71 Varieties
[Fadiman became one of the most prominent American literary critics during the 1930s with his insightful and often caustic book reviews for the Nation and the New Yorker magazines. In the following excerpt from a review of Inhale and Exhale, he expresses a preference for Saroyan's description of characters and incidents over pondering on a grand scale: "I must confess that when Saroyan is being most himself and telling us all about the World and Life and Time and Death, I don't understand him. "]
These 71 stories [in Inhale & Exhale]—no doubt Mr. Saroyan could have made them 571 or 5,071—are not, of course, stories at all. They're pretty much the sort of thing you remember from The Daring Young Man on the Flying Trapeze. You may not think them worth doing, but you have to admit that only the prodigious Saroyan can do them at all. So here they are, 71 lengths or chunks of Saroyan, 71 exercises in sensibility, 71 monologues, prayers, jokes, conversations, lectures, sermonettes, travel sketches, anecdotes, diary extracts, self-adjurations, and letters to the editor. Saroyan scurries around within the field of his temperament, and when he's finished with a scurry he calls it a story. Even his temperament doesn't stay put: it's about as predictable as the next move of Mr. Robins in "Jumbo." He might start anywhere, and does; end anywhere, and does. His mind, fresh, agile, and acrobatic, darts about like a water bug; and it is not perhaps too unkind to prolong the analogy by suggesting that, like the water bug, it lives on surface tension. It needs practically no support. Give Mr. Saroyan a word, a memory, and a whole battery of undifferentiated and spontaneous emotions is called into play. The slightest collision with an idea, and he is off like the wind. He is the greatest hitand-run writer in the history of American letters.
"I was glad the world was there; so I could be there too. I was alone, so I was sad about everything, but I was glad too. It is the same anyway. I was so glad about everything I was sad." Now, what are you going to do with a man who feels like that and writes like that? What is he talking about? Don't try to pin me down, gentlemen. It may be something pretty big. It may be something awfully trivial. How do you check up? Saroyan is his own court of last resort. Tell him it's nonsense, and he'll agree, with charming alacrity. But he will add that it's his nonsense, and that anyway, you're reading it, aren't you? And he's got you there. You are reading it.

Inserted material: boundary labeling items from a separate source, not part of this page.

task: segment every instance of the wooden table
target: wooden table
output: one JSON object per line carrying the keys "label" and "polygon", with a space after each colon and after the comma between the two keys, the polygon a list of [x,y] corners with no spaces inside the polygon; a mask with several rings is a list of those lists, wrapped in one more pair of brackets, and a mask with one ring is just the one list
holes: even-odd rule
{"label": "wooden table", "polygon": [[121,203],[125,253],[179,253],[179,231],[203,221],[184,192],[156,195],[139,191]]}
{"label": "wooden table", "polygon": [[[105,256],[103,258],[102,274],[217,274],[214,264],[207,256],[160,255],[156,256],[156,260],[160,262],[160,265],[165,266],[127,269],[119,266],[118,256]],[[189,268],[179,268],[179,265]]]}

You may get tired of the dull sound of Saroyan steadily pounding his chest in the Whitman manner and bellowing that he's in love with Life, that he's simply crazy about Life, that Life, folks, is better than Death. Still, he is in love with it, no faking, and not many writers of our time are. And just because he's quite persuaded that Life (whatever that is) is superior and preferable to Death, his prose, some of it acquires a crazy, incoherent vitality all its own. I doubt that this vitality has anything to do with literature—I mean literature of the pre-Saroyan epoch—but there it is, all set to give you a tingling sensation, very much like a nickel-in-the-slot electric battery.
Since The Daring Young Man, Saroyan has become a required taste. I think with exceptions below noted I'll beg off. I fear, after all, I'm not what is known as a vanguard critic. For I must confess that when Saroyan is being most himself and telling us all about the World and Life and Time and Death, I don't understand him. When he is being most profound and old-Russian (by the way, who would ever have thought that the old Slavic yearn would come back to us fifty years later via Armenia and San Francisco?), I don't understand him. I don't understand his purple passages at all at all, and I would like to remind him timidly that most such passages have a sign on them reading Dead End. No, 438 pages of spontaneity are too much for this dusty, academic mind. Perhaps an ingrained puritanism prevents me from enjoying the spectacle of 71 masterpieces being created one after the other without the slightest effort. That sort of thing should be left to the Deity. C'est Son métier. In general, I like Mr. Saroyan and I like many of his feelings, but only occasionally do his feelings and himself and English prose connect simultaneously in a way that makes sense to me.
But once in a while they do connect, and then, while I can't join the cult lock, stock, and barrel, I will cheer as violently as anyone for this surprising young Near-Eastern Far-Westerner. When, as in "The Broken Wheel" (a beautiful story), he is recalling simply and gravely some queer memory of his valiant childhood, I think he's a wonder. And I like the lighthearted, sardonic way in which he writes funny stories, such as the hilarious "Our Little Brown Brothers the Filipinos." Let him but write out of a hot, fused core of fine feeling, as he does in "The Armenian & the Armenian," and he's irresistible. Tie him down to a specific person or incident, and he offers something strange and lovely. In fact, I think he's a flop only when he's being a Great Writer. But that seems so often.